There isn’t an office in the world that is free of politics. We’re not talking about employees voicing their support or disdain for their local councilor; that kind of talk can often be heard at the water cooler. We’re referring to internal politics; the kind that causes stress and negatively impacts productivity across the board. The thing about office politics is that it tends to get unwarranted attention while detracting from the hard work others do and manages to stir the ire of the workforce in the process.
But when tempers flare and office scenes get tense, you can’t just toss a stapler at the source. And running off to another job isn’t usually a good idea either; you’ll find office politics there too. So what is a diligent worker to do? In this post, we look at how those who simply want to excel at their jobs can overcome the stress of office politics.
- Be polite and professional, always
The British tradition of being polite is sometimes the only thing that keeps social bonds from fraying, and it can work wonders at the office. A touch of formality does no harm, and neither does a bit of distance. You don’t need to be best buddies with your colleagues, and you don’t need to talk about personal matters with them. Keep it simple and pleasant to avoid unnecessary drama.
- Keep your eye on the goal
Focus on doing your work to the best of your ability, and reaching the goals that you set for yourself when you accepted the job. Maybe you’re in it to save some sterling for studies or a holiday, or you’re working to support yourself and your family. Remind yourself of your reasons, keep your head down and complete your tasks. Treat any politics as background noise and tune it out.
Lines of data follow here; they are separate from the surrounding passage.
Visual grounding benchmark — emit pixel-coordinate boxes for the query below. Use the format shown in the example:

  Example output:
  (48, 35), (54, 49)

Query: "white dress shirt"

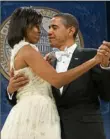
(56, 43), (77, 94)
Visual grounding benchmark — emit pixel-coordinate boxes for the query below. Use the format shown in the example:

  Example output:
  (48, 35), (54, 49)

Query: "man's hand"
(7, 70), (29, 94)
(44, 52), (56, 64)
(98, 41), (110, 67)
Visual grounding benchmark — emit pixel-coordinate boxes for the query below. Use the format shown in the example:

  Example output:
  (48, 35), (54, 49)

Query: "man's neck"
(59, 41), (75, 51)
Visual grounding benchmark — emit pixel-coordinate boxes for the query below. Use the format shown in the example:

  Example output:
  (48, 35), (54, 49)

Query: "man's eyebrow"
(49, 25), (58, 28)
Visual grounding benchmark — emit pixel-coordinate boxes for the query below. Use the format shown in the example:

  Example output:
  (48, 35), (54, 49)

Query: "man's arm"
(92, 41), (110, 101)
(6, 73), (29, 105)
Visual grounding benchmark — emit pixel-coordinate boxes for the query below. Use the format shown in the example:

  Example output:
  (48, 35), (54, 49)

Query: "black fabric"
(7, 48), (110, 139)
(52, 48), (110, 139)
- Look for the good in even your most irksome co-worker
No matter how intolerable that one colleague may seem, they can’t be all bad. Remind yourself that they have friends and family who see the good in them, and try to do the same. Once you’ve found one good point, look for another. Focus on these instead of their less-favourable traits.
- Deep breaths and mindfulness
If you feel agitated by something someone has said, take a breath and count to ten before responding. You might also want to sketch out a code of honour for yourself for the office and hold yourself to it. Check your speech for necessity and politeness before you deliver it.
- Practise empathy
There’s that famous quote: “Be kind, for everyone you meet is fighting a hard battle.” Your colleagues are just as human as you are; try to remind yourself that they may be dealing with all manner of struggles and doing their best to keep their head above water.
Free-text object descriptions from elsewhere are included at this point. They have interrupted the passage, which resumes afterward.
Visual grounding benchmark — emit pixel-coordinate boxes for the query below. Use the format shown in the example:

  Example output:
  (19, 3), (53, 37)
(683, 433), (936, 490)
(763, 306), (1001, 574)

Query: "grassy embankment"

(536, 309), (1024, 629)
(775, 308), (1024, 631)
- Praise where praise is due
Finally, don’t hesitate to compliment colleagues on a job well done – where it is well done. Affirming someone’s work can almost instantly ease a bad atmosphere. Also, don’t entertain conversations about colleagues that are inappropriate and are out of their proper context.
Politics should be on management’s radar
If you’re in a leadership position, make sure you’re well attuned to the energy in the office and try to address any issues that may give rise to nasty politics or gossip. Nothing can be more demotivating for valued employees than to come to a place of work where politics are the order of the day.